Place the tomato puree in the blender and puree. Add a bit more balsamic and about 1/4 cp of olive oil. Check the seasoning again and put in the fridge to cool.

For the salad:
Blanched asparagus*
Firm tomato, cubed

*To blanch the asparagus, trim the ends and cut the spears in half or thirds, depending on the size. Bring a pot of lightly salted water to a boil and dump the asparagus in for a couple of minutes. Just long enough for the green to become very vibrant. Remove the asparagus and dunk them in a bowl of ice water for a couple of minutes.

Drain the asparagus and pat dry them, placing them in a salad bowl. Add the tomatoes and lettuce. Drizzle the tomato dressing over the top.


Cookingly yours,


What’s in the bag? Part 1

I admit it. It was Sunday, I couldn’t decide on dinner and I was slightly bored. My dear friendster Cindy had given us a gift card to Whole Foods when we got married (we’re still newlyweds!) and so I thought this would be a perfect opportunity to make use of those plastic dollars.

I cozied up to hubby, batted my eyelashes and said, in my most sultry voice: ‘Let’s play a game. You go to the store with this money and buy anything you want and I’ll cook it. I get no input. I’ll cook whatever you bring, even if I’ve never tried it before’.

Yes, I was feeling brave and daring. I imagined myself a contestant in my show: a cross between the Next Food Network Star, Chopped and Top Chef.  When he wasn’t back almost an hour later, I began to worry. Then he showed up with 2 HUGE bags from WF…! yeah, it was time to panic.

He produced lamb chops (virgin territory), pears, long-stemmed artichokes (never seen those before), potatoes, NY strips, ciabatta bread YUM! bok choy, pasta, and some other goodies. Definitely more than one meal. I paced, drank wine, paced some more and finally came up with a menu!
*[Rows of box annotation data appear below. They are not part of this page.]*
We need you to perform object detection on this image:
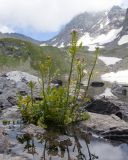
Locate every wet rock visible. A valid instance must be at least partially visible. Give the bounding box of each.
[91,81,104,87]
[111,83,128,96]
[0,128,10,153]
[86,98,128,121]
[1,106,21,119]
[0,74,40,110]
[22,124,45,136]
[80,112,128,135]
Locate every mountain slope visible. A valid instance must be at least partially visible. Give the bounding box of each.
[0,38,68,73]
[42,6,128,51]
[0,32,40,44]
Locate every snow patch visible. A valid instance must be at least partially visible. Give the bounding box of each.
[52,38,56,42]
[52,43,58,47]
[101,70,128,84]
[98,56,122,66]
[98,88,117,99]
[118,35,128,45]
[100,23,104,29]
[6,71,39,83]
[92,27,122,45]
[40,43,47,47]
[58,42,64,48]
[88,44,104,51]
[78,27,122,48]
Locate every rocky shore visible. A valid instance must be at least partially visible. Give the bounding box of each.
[0,72,128,156]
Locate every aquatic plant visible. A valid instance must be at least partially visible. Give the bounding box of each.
[18,30,99,127]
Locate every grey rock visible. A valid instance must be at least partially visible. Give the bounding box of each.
[111,83,128,96]
[0,76,40,109]
[0,128,10,153]
[79,112,128,143]
[86,98,128,121]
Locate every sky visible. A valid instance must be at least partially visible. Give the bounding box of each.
[0,0,128,40]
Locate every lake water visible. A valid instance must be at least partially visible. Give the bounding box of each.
[1,126,128,160]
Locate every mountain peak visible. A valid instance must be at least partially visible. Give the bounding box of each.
[110,5,122,11]
[41,6,128,50]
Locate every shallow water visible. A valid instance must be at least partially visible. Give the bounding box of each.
[1,125,128,160]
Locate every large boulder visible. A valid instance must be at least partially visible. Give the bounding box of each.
[80,112,128,143]
[86,98,128,121]
[111,83,128,96]
[0,71,40,110]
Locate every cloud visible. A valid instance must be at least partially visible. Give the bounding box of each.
[0,25,14,33]
[0,0,127,32]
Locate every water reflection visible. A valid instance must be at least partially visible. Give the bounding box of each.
[17,127,98,160]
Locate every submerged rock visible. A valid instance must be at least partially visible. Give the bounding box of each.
[111,83,128,96]
[86,98,128,121]
[80,113,128,142]
[91,81,104,87]
[0,128,10,153]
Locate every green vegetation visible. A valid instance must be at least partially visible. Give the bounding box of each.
[18,31,99,127]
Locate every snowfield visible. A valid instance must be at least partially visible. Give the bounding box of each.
[98,56,122,66]
[101,70,128,84]
[78,27,122,51]
[118,35,128,45]
[6,71,39,83]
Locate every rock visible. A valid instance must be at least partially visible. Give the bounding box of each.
[1,106,21,119]
[86,98,128,121]
[0,72,40,109]
[111,83,128,96]
[0,128,10,153]
[91,81,104,87]
[79,113,128,142]
[22,124,45,136]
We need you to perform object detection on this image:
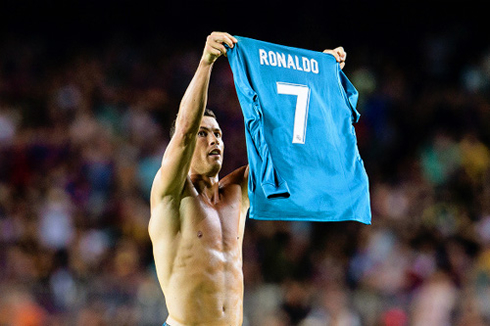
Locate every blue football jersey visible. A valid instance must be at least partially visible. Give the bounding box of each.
[228,36,371,224]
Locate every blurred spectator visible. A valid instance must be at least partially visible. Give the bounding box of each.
[0,21,490,326]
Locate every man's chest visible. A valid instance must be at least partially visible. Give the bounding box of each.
[180,189,244,248]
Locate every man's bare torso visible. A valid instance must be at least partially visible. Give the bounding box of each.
[150,167,248,326]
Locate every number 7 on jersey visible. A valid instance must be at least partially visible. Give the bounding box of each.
[276,82,310,144]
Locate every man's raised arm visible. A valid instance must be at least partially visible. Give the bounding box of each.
[151,32,236,208]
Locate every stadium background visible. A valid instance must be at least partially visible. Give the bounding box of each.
[0,0,490,326]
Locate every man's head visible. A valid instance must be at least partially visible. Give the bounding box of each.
[171,109,225,177]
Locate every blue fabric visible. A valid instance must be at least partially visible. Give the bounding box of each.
[228,36,371,224]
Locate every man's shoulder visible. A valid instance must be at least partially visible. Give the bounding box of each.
[220,165,248,187]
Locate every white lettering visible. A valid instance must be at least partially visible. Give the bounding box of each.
[259,49,320,74]
[288,54,296,70]
[294,55,303,71]
[311,59,319,74]
[276,52,287,68]
[259,49,269,66]
[269,51,277,67]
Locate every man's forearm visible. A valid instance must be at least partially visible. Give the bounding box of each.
[175,60,213,138]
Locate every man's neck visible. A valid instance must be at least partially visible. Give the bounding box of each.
[190,174,219,205]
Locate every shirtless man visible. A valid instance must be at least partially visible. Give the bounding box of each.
[149,32,346,326]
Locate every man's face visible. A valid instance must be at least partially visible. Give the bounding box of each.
[191,116,225,177]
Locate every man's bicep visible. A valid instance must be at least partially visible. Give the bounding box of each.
[152,139,195,198]
[241,165,250,209]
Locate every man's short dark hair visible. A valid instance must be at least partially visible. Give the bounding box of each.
[170,109,218,139]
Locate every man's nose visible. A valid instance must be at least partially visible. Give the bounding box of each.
[210,135,220,145]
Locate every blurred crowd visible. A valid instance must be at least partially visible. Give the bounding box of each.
[0,28,490,326]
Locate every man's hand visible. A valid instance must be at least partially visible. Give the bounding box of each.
[323,46,347,69]
[201,32,238,64]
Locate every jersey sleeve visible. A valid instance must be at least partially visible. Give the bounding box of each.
[337,65,361,123]
[227,37,290,198]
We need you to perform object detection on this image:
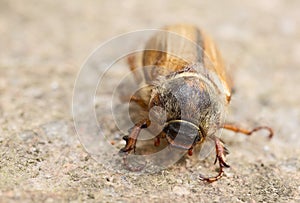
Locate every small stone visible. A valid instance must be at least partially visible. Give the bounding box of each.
[173,186,190,196]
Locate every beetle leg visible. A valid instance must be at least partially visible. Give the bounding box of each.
[154,135,160,147]
[119,120,150,171]
[200,137,230,183]
[221,124,274,139]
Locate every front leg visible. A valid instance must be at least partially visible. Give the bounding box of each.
[200,137,230,183]
[221,124,274,139]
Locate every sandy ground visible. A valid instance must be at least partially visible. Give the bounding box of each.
[0,0,300,202]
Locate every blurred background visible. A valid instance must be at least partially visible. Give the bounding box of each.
[0,0,300,202]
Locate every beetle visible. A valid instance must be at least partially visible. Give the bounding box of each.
[120,24,273,182]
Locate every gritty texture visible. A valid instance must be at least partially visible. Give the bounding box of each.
[0,0,300,202]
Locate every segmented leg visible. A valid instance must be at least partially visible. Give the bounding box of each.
[200,137,230,183]
[221,124,274,139]
[119,120,150,171]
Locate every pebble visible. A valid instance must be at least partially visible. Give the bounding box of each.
[173,186,190,196]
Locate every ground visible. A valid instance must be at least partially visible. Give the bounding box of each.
[0,0,300,202]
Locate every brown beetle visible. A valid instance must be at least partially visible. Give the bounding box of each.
[120,24,273,182]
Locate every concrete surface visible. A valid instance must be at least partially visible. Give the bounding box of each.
[0,0,300,202]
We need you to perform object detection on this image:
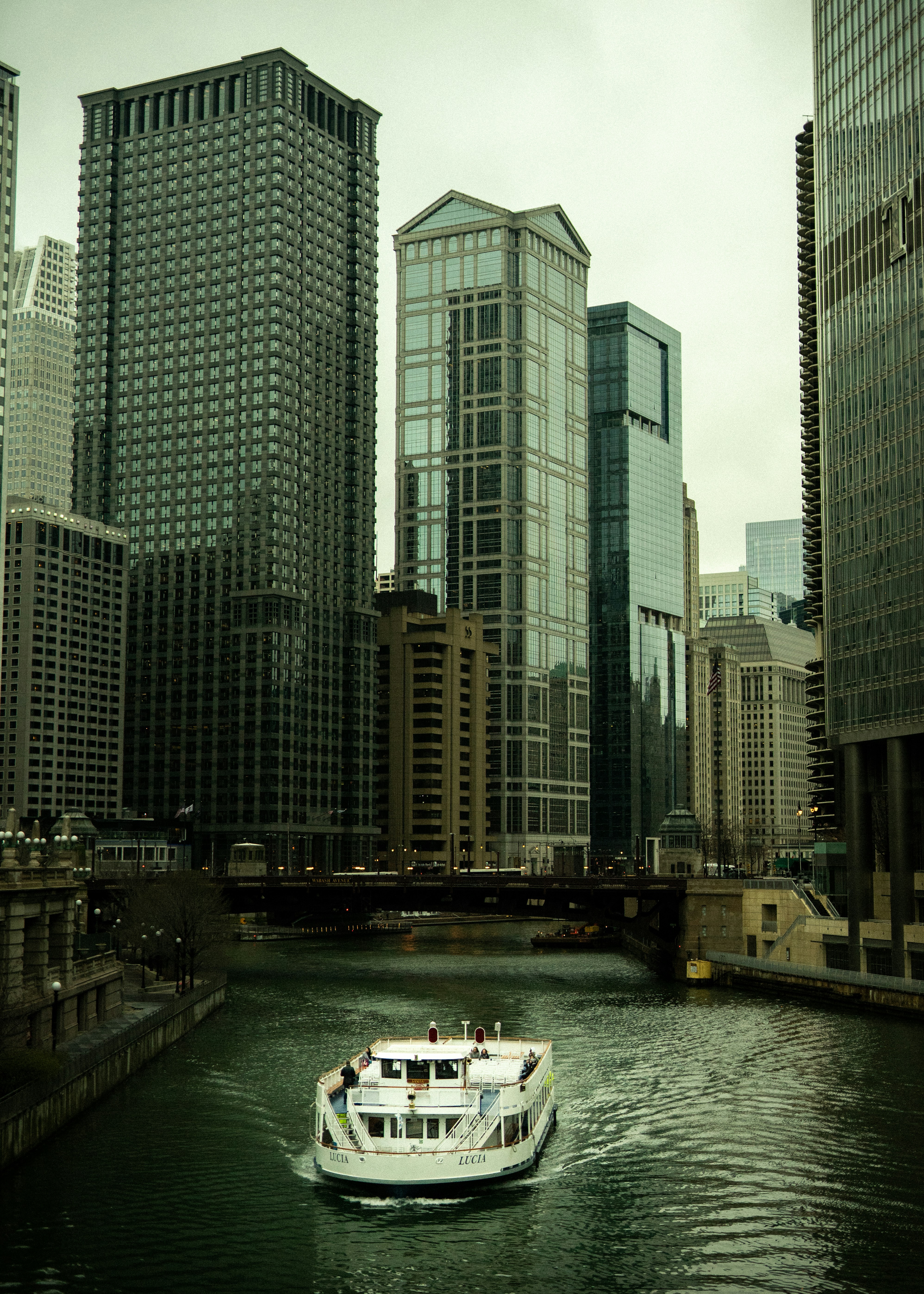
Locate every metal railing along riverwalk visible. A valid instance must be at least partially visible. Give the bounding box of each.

I would try my hand at the lamb chops and I would serve them over pasta with a Putanesca-ish sauce. I would also try making a pear tart. The deal was I had to do as much as possible without looking for recipes. I was able to do so except for the tart; baking is, after all, science. Here’s how the chops went down.

Arent they beautiful?

Aren't they beautiful?

Grilled Lamb Chops
1 lb of lamb chops (whole)
3 tbsp olive oil
2 tsp sea salt
1 tsp pepper
2 garlic cloves, crushed
First we scored the fatty side of the rack, then we marinated it.
Marinate: Then I threw the rest of the ingredients into a Ziploc bag, got the salt incorporated and added the chops. I let them hang out there for about 2 hours, turning them every so often.

Preheat oven to 375
Cook: In a very hot oven proof skillet, heat up some olive oil and place the rack fatty side down. You want to sear it about 3 minutes on each side (be sure not to burn it). Keep turning until you get all sides browned, then turn it so the fatty side is on top, and put it in the preheated oven for another 15-20 minutes depending on how you prefer to cook it.

After searing before hitting the oven

After searing before hitting the oven

Salsa Putanesca-ish
3 slices of bacon, cubed
1 white onion, chopped
2 garlic cloves, crushed
8 crimini mushrooms, diced
1/4 cp Italian parsley, chopped
3 Roma tomatoes, diced
1 can roasted tomatoes
1/2 cp assorted olives, chopped
2 tsp anchovy paste
2 cp good beer
salt & pepper to taste

Saute the bacon to render some of the fat, but keep it soft. Add onions and cook until translucent; then add garlic and mushrooms. Once the mushrooms begin to soften, add the tomatoes, parsley and olives, stir in. Then add the anchovy paste and beer, bring it to a boil then reduce the heat to a simmer. Allow the flavors to cook in for about 30-45 minutes, stirring constantly. You may not need to add salt, but check at the end of the cooking time and adjust seasoning.

Serve: Remove chops from oven and allow to rest for about 10 minutes before slicing. In the meantime, cook, drain and serve your pasta onto a plate. Top with sauce and place a few chops over that, sprinkle with fresh parsley if desired.